The headline on Al Jazeera said “Death Toll Mounts in Cameroon’s Linguistic Unrest”.
I can’t even.
Disclaimer, because no one, anywhere has any sense of human decency, humor, irony, or even a basic absurdity detector: It is, of course, a terrible, terrible thing whenever anyone dies, at any time, anywhere, for any reason, or under any kind of particular circumstances, at all, ever.
I probably need to say more there, because some people (i.e., those who lack the qualities mentioned above) can never think or hear about death unless the words are surrounded by the deepest sacred solemnity, after which all must be exhorted to send those thoughts and prayers to the violent angry god, apparently because He loves hearing about how sad His people feel.
Boring! So let’s assume I said all of those deep, sacred, solemn, sorrowful things, and move on.
And afterwards…
“Death toll mounts in linguistic unrest”. Well of course it does; it wouldn’t be much of a toll if it stopped at one, would it? Nonetheless, I am completely sympathetic to “linguistic unrest”, in that I always feel unrestful myself whenever I see someone use an apostrophe in the third-person singular neuter possessive pronoun. Maybe we just need a simpler expression for that, to make it easier for those people to remember. It’s its! It’s its! It isn’t even difficult; none of the little possessive pronouns includes an apostrophe: his, hers, yours, mine, ours, theirs, whose and its. Nary an apostrophe there.

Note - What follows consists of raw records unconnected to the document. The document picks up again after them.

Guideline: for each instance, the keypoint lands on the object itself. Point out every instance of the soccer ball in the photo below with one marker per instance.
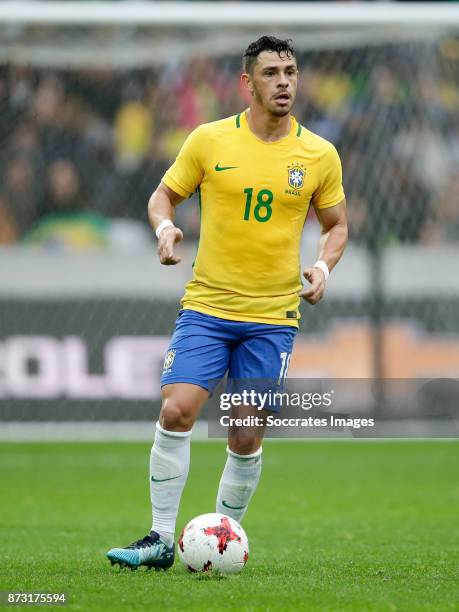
(213, 541)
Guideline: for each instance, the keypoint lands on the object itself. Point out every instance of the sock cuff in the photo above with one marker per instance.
(257, 453)
(172, 434)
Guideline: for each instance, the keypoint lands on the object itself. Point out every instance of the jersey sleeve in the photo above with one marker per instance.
(330, 191)
(186, 172)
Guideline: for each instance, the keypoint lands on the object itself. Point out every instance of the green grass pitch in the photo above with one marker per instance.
(333, 526)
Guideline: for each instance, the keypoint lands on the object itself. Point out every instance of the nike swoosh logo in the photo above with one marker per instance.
(163, 479)
(232, 507)
(220, 168)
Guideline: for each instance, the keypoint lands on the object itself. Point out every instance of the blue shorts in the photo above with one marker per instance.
(204, 348)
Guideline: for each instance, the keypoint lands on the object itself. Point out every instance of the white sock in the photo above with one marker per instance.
(238, 483)
(169, 465)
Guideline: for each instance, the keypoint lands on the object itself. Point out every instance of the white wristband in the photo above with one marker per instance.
(322, 266)
(162, 225)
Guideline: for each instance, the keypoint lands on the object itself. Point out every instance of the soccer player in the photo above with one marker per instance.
(256, 174)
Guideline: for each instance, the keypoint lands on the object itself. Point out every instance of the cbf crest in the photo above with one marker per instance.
(168, 360)
(296, 174)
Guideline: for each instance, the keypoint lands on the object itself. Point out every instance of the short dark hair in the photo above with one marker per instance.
(266, 43)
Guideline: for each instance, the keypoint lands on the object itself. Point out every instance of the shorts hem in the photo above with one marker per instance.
(185, 379)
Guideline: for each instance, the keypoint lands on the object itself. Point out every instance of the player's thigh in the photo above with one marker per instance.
(264, 353)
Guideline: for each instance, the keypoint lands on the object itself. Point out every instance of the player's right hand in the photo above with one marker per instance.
(168, 238)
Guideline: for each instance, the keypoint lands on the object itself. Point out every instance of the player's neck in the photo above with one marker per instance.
(266, 126)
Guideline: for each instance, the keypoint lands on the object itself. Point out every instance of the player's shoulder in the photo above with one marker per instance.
(314, 142)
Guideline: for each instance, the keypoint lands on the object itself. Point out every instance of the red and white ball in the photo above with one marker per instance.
(213, 542)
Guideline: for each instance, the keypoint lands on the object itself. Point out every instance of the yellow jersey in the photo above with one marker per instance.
(254, 197)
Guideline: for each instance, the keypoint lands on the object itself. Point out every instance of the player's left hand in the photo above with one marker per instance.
(316, 290)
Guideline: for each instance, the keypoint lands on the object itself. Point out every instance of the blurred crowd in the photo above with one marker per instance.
(81, 151)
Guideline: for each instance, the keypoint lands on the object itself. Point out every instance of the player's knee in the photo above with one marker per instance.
(176, 416)
(244, 443)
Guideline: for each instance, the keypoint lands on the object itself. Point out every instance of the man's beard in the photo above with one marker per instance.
(276, 112)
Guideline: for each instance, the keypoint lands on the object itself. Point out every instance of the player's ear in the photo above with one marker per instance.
(247, 82)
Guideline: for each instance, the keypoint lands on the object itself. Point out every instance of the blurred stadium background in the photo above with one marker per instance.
(95, 101)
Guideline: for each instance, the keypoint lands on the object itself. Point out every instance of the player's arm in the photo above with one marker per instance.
(179, 182)
(161, 214)
(332, 243)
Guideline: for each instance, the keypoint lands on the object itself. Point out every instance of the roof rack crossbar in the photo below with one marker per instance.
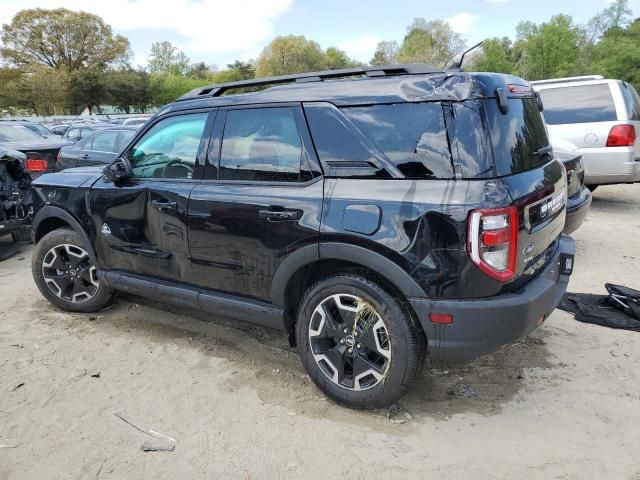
(372, 71)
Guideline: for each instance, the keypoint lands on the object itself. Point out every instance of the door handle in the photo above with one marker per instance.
(164, 205)
(279, 215)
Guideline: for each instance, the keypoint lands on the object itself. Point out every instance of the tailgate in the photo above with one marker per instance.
(540, 196)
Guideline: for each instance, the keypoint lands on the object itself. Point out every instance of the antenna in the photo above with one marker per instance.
(457, 66)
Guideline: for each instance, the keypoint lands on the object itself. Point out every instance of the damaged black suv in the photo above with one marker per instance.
(377, 215)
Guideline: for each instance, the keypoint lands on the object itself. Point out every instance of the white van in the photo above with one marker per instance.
(602, 118)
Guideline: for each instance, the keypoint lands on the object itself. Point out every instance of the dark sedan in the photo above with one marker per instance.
(41, 152)
(100, 147)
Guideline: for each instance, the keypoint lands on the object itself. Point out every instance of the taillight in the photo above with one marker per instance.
(493, 241)
(622, 136)
(36, 165)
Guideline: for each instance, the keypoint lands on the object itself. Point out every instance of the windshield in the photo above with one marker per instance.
(17, 133)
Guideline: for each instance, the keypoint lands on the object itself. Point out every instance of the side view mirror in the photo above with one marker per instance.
(118, 171)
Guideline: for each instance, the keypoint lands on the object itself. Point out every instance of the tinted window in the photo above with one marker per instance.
(102, 142)
(578, 104)
(411, 135)
(261, 144)
(169, 149)
(631, 100)
(123, 138)
(517, 136)
(471, 141)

Ah, but no, it’s not about my issue (it so rarely is), but about which language should be used, French or English. So the Cameroon problem is like Quebec v Canada, but on a smaller scale. Of course, it’s not a “small” problem for the people living in it (Disclaimers abound!), but the fact that it includes a death toll seems a bit extreme. People do seem to be fighting and killing over very small issues everywhere these days, while major problems remain unaddressed. Spengler, in The Decline of the West, said that this would be our “warring states” period, and that there isn’t much we can do about it, either to prevent it or to stop it once it starts. In the midst of it now, I find it all so exhausting.
And the actual death toll? 17 (seventeen). This is what counts for international news these days. And this is also why we cannot stop the “warring states” era: the current population of humans includes people who say “My language is better than yours, and I will kill you before I learn to be bilingual.” The media is giving us an opportunity here to point at others and feel superior to them. (Thanks, media!) But are we really any better than that? We pipe poison into people’s homes and call it “drinking water”, and expect them to pay for it, because doing it that way makes bigger profit$, and it would be expen$ive to provide the real thing. And oh, that list would go on and on…
At the same time, if I could I definitely would impose a harsh penalty on those who leave their apostrophes lying around in words that don’t actually call for them—probably by removing their apostrophe-privileges, up to and including a lifetime ban. But that’s just me.